In order to meet future market needs, we also expanded the supply team to prepare for multiple launches at once. Our pathway to profitability was about building the right teams at the right times, and we needed to position ourselves to look more attractive every season.

Related: The 3 Elements of the Unified Theory of Profitability (Infographic)

Establishing your own pathway

Not all on-demand startups can follow the same model we took. For those forging their own roads, here are three steps to finding a pathway to profitability:

1. Avoid confirmation bias.

There's a lot of hype with initial public offerings and exits, and most of it is fueled by a handful of successful exits each year.

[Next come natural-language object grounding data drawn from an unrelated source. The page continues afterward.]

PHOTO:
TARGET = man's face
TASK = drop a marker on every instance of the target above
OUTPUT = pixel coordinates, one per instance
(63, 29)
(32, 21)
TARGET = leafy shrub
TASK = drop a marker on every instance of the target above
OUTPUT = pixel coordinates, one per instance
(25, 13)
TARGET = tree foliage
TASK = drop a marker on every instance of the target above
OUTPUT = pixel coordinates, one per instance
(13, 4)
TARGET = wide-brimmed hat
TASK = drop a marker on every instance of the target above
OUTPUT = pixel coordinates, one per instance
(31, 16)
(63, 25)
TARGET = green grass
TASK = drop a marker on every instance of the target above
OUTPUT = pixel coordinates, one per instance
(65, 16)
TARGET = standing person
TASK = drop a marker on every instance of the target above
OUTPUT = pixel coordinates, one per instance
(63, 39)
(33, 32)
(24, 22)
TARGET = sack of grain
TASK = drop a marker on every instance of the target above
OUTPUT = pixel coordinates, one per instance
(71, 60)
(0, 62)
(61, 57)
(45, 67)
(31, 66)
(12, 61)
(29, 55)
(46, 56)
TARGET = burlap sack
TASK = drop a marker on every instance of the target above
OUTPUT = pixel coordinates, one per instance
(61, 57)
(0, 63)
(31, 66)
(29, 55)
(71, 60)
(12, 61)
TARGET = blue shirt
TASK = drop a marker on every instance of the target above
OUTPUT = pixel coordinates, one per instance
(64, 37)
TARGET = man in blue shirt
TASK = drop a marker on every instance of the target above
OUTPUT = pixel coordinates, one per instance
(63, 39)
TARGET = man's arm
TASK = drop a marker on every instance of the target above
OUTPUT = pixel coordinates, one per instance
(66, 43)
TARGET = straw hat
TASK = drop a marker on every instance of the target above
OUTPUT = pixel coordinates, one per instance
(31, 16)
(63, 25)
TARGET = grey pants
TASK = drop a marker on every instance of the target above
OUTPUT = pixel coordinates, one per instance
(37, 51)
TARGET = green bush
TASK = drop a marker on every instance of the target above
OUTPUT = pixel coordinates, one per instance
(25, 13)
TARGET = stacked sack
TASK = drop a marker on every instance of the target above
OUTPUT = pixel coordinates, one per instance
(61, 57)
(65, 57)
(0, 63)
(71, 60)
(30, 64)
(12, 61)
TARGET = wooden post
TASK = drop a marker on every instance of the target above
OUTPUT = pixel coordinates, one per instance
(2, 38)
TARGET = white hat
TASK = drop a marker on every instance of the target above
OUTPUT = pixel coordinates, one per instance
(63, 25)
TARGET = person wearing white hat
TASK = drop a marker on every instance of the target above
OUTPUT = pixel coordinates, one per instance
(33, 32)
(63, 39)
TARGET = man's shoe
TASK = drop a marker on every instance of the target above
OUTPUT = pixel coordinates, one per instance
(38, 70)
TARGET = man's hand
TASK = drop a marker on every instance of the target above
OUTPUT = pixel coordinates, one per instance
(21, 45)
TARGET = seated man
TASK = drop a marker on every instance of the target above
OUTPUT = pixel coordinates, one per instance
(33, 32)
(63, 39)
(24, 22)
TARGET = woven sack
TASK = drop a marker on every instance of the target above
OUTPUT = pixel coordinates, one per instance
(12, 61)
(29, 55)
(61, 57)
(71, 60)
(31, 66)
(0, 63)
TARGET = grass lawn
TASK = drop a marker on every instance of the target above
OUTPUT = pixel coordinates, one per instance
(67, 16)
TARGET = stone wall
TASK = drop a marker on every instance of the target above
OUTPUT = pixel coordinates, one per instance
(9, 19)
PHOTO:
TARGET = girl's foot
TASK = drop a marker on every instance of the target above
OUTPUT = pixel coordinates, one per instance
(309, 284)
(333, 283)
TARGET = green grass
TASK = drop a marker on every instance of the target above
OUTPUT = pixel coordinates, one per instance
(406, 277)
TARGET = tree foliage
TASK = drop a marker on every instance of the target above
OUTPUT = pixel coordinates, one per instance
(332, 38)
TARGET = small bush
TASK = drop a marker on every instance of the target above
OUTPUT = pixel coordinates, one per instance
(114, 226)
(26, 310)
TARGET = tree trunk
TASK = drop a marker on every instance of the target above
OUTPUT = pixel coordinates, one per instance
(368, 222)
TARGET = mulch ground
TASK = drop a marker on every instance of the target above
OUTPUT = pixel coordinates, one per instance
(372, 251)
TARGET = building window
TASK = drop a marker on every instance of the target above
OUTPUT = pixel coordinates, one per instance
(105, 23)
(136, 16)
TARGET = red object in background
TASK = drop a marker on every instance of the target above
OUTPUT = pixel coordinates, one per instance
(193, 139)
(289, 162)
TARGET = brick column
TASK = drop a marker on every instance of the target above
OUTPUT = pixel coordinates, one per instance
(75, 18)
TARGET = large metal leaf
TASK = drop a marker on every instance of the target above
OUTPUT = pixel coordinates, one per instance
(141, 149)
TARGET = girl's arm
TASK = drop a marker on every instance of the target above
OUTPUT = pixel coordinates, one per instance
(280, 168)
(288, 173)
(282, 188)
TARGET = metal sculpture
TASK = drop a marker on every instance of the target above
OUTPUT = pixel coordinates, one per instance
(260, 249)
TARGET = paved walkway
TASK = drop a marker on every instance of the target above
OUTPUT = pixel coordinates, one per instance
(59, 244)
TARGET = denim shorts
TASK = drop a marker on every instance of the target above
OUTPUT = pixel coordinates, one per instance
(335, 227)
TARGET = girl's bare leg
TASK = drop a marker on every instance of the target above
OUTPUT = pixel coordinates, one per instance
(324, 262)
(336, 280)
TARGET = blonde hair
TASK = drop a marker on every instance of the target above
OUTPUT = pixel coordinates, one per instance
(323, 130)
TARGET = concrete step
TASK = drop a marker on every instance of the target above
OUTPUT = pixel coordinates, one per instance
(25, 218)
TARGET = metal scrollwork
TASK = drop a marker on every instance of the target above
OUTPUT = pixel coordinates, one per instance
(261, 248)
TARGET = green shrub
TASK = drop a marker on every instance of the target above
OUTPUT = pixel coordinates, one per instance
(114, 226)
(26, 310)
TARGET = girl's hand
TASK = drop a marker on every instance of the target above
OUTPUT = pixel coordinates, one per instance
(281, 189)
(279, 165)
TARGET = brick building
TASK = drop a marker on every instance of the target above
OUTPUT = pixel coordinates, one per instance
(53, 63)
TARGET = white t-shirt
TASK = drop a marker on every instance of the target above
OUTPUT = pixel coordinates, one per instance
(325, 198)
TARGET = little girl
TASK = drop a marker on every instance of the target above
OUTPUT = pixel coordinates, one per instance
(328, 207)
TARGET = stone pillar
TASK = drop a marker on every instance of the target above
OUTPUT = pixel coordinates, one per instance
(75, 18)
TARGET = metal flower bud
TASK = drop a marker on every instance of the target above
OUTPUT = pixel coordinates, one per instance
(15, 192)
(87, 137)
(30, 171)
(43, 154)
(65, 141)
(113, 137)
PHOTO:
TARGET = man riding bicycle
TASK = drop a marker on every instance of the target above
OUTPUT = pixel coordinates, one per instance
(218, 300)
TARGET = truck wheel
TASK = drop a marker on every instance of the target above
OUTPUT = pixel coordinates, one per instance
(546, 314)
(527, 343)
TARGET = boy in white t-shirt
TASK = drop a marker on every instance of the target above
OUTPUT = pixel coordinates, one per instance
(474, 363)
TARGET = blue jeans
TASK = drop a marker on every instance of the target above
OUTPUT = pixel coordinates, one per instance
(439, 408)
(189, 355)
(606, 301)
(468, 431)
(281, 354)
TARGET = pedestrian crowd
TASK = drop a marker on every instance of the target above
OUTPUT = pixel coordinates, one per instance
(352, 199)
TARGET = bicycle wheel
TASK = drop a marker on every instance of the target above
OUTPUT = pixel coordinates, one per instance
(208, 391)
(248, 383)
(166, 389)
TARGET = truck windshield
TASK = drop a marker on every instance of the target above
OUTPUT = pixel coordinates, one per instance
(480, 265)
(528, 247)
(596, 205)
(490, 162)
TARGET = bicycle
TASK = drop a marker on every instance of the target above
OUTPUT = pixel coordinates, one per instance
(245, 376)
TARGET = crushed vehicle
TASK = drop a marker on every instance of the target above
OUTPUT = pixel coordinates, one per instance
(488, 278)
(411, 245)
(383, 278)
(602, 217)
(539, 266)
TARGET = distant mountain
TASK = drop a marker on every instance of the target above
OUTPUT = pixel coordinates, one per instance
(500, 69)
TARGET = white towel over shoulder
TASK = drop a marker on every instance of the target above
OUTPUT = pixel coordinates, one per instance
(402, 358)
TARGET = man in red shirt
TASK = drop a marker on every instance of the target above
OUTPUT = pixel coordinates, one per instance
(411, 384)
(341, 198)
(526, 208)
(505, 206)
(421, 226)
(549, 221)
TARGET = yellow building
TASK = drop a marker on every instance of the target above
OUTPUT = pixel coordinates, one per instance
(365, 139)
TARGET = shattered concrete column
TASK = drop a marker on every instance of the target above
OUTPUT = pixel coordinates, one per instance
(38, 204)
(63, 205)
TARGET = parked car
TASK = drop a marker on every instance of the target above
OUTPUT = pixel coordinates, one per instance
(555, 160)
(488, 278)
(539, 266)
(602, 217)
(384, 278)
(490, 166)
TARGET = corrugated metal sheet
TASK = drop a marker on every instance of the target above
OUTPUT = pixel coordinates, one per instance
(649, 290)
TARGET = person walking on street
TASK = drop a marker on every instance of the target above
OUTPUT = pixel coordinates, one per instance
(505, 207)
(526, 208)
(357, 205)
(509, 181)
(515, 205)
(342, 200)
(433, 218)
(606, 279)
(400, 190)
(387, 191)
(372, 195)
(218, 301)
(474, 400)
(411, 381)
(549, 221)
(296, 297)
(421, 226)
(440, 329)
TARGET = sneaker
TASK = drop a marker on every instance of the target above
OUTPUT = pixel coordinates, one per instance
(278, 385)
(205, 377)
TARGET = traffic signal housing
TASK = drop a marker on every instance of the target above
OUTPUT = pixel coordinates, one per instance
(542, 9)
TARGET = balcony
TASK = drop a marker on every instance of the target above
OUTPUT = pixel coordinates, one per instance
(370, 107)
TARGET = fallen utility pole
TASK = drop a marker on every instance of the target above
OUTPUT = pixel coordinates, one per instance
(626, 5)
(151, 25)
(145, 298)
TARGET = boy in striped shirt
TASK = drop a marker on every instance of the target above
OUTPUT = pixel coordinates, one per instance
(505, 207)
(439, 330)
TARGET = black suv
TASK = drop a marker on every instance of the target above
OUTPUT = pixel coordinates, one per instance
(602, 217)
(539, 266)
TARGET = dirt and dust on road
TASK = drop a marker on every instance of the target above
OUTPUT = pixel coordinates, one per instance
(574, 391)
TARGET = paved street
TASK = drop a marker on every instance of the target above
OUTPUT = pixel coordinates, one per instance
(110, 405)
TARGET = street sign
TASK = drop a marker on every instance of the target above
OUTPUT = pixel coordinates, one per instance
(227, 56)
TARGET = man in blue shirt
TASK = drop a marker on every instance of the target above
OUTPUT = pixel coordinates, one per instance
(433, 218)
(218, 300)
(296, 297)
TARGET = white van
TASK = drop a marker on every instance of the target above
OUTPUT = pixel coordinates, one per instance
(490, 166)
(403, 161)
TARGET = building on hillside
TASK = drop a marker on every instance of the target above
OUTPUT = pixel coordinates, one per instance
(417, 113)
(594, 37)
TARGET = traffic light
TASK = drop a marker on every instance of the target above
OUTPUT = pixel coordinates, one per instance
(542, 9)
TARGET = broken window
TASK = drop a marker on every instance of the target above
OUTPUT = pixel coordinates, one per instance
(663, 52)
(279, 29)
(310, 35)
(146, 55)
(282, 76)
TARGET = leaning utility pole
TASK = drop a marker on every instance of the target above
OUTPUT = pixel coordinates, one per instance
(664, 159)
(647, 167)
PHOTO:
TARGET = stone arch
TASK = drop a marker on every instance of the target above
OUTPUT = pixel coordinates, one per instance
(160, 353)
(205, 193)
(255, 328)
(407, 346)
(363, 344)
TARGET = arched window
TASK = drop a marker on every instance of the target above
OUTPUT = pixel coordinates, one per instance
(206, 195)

But, don't get intoxicated. According to CB Insights' Q4 2015 report, the number of unicorn tech companies fell by 50 percent over the previous quarter, and the small number of success stories doesn't represent a marketwide pattern. Focus on targets and building the product.

2. Test multiple channels at once.

In TRACTION, Gabriel Weinberg and Justin Mares argue that startups should spend 50 percent of their time on the product -- with the other 50 percent being spent on testing and exploring growth channels such as AdWords, targeted blogs, SEO, SEM and B2B/B2C sales. Test multiple channels at once to determine which respond best in the current stage of development.

3. Don't let your goals stagnate.

Concrete targets are essential for measuring success. Some should be long-term and others, short-term, and these should be updated regularly. For instance, set a user growth target of 10 percent month over month, and then stretch it to 12 percent. Each change in target pushes the business closer to success.

Related: Balance Growth vs. Profitability With These 4 Tips

From higher competition for talent, to lower seed funding, on-demand entrepreneurs will face a number of challenges over the coming years. But with the right pathway to profitability, startups can still find success.

David Adams

Founder of HomeSuite

David Adams is the founder of HomeSuite, an online marketplace for temporary furnished housing that uses technology, data and customer service to provide the best possible experience for tenants and landlords.